He said, “You love me like my grandmother,” with his eyes
showing a small gloss of water around the rim, while he laid his head in my
lap. She was not his real grandmother, just a village elder who took him in
when his mother abandoned him soon after his birth. This is probably the
highest compliment I could ever earn and had never appeared until recently. Not
that we did not have love before over these many years, but this one I really
had to earn. My partner lately, instead of commenting on my change, has been doubling up
on saying he loves me just to make sure I know it. The last two months were for me
a bit difficult, and yet provided me unplanned expansion of my consciousness
inwardly(anicca, dukkha, and anatta realized within myself). My changes over the years were really based on the desire to learn
from him, a kind soul, who had evidently had a harder life than I. Fighting the
need constantly to explain all my pains I started the path prompted by his
love. I never quite knew the how it will all transpire. For me it took sitting down
with myself over many years, seeing how I think and learning to love myself.

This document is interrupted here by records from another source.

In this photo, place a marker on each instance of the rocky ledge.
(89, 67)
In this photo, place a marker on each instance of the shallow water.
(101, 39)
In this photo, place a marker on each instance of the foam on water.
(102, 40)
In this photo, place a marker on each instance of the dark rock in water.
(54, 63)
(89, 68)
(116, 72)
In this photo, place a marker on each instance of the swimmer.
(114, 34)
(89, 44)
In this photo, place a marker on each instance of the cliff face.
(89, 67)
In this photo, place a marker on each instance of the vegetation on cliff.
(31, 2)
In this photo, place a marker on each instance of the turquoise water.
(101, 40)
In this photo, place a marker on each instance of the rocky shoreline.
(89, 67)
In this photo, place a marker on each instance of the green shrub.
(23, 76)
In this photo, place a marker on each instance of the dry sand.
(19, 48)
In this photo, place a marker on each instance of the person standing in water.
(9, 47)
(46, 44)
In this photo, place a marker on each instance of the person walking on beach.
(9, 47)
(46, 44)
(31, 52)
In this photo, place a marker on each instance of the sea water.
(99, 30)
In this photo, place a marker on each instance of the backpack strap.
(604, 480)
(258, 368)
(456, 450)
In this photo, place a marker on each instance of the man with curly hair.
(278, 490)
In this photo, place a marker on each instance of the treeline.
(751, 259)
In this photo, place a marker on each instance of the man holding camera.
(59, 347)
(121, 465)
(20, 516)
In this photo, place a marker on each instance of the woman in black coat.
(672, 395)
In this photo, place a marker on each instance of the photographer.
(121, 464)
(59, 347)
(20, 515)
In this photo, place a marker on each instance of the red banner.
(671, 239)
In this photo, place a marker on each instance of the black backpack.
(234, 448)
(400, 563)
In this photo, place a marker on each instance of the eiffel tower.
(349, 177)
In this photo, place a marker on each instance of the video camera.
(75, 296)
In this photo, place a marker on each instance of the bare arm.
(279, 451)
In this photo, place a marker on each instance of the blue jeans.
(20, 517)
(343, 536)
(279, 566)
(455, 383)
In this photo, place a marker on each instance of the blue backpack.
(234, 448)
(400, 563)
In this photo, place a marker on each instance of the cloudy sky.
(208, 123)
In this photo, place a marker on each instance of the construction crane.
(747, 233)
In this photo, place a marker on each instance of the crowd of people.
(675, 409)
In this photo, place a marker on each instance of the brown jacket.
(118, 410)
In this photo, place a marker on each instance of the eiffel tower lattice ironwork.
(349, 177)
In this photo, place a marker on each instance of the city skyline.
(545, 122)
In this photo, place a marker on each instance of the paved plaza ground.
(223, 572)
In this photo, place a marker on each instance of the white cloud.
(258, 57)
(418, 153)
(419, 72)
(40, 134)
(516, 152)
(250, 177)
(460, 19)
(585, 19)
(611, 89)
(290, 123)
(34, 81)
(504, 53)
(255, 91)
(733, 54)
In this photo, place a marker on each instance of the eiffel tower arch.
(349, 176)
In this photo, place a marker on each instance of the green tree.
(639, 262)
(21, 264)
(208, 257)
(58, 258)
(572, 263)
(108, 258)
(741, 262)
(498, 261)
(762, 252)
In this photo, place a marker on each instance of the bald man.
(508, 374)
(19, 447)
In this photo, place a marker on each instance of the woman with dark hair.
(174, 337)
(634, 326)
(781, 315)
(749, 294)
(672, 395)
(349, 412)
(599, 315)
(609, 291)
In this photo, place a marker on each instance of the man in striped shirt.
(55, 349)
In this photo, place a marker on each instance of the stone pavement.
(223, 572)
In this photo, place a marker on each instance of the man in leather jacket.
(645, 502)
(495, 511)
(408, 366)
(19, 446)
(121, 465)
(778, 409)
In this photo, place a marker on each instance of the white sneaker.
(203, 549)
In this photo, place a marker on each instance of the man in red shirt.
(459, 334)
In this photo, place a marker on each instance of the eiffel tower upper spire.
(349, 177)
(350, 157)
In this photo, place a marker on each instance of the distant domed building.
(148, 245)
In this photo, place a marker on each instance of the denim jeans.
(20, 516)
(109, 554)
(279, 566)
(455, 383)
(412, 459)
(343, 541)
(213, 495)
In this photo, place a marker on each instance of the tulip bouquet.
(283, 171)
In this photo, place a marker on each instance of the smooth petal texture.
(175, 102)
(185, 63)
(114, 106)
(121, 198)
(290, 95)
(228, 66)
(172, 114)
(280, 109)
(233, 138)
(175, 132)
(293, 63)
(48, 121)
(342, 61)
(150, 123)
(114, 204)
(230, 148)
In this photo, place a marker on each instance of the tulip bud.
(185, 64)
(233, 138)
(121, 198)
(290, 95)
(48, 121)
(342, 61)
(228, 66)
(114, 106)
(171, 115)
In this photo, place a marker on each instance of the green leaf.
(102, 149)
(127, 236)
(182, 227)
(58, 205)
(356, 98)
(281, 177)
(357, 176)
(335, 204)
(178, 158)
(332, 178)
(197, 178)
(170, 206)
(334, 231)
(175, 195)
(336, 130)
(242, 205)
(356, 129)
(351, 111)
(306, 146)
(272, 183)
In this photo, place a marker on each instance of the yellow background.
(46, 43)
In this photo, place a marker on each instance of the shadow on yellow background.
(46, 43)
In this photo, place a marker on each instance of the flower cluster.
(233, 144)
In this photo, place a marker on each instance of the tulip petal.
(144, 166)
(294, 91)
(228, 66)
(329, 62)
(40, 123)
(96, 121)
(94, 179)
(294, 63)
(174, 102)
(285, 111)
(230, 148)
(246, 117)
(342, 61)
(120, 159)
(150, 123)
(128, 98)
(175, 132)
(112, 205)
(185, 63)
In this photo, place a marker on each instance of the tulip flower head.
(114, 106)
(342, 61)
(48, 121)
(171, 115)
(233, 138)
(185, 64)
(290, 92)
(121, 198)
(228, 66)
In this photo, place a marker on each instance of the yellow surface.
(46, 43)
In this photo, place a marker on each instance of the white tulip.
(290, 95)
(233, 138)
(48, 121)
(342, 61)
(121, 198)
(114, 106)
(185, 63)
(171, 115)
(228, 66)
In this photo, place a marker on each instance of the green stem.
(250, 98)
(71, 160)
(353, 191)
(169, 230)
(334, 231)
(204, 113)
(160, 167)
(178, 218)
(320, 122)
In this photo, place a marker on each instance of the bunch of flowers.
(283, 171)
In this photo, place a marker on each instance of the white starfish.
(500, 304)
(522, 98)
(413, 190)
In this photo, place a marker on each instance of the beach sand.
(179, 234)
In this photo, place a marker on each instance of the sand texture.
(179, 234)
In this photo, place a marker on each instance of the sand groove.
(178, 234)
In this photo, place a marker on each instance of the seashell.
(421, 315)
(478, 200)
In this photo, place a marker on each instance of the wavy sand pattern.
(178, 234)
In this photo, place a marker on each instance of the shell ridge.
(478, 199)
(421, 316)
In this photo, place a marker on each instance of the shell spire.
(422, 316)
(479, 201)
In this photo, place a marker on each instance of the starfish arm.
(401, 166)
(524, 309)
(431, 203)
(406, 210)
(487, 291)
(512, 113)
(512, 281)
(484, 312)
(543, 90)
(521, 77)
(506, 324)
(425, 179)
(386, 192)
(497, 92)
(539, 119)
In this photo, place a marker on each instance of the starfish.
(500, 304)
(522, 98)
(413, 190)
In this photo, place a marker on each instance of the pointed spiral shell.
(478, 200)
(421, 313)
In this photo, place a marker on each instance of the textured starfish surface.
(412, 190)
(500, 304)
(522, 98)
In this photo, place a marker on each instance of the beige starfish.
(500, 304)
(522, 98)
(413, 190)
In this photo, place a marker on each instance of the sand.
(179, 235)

I
have had long-term relationships in the past, but always seemed to be looking
outside of myself for solutions for my happiness. Tired of lining things up to secure happiness. And I learned that no one could ever live in another’s shoes.
It is true that there is never really a relationship with
another person, it is more about your relationship to yourself. The other my
prompt good or bad feelings your mind brings up, but they aren’t really
responsible for how you feel. That is your clue to let go, and love them
exactly as they are. Over the years I had to let go of my ideas of best to
proceed with his education and just support him. Lately, he took on a research
project for money, undercharging the other students who were his clients. I had
to just let him do it, and sit back enduring his late hours and missed time
doing things together. Throwing
out ideas of how it should be was my lesson allowing him more freedom to live
his life. Several wisdom things
the last few months have come to him at his rate, and not by me telling him
what to do when, with apologies sprouting forth. Today’s payoff came naturally
with the spontaneity of the moment. My partner was told a few years in Singapore where he meant my brother who said that I am much happier since two of us met. That unprompted confirmation by an independent source was a treat for him and also bond him with my family.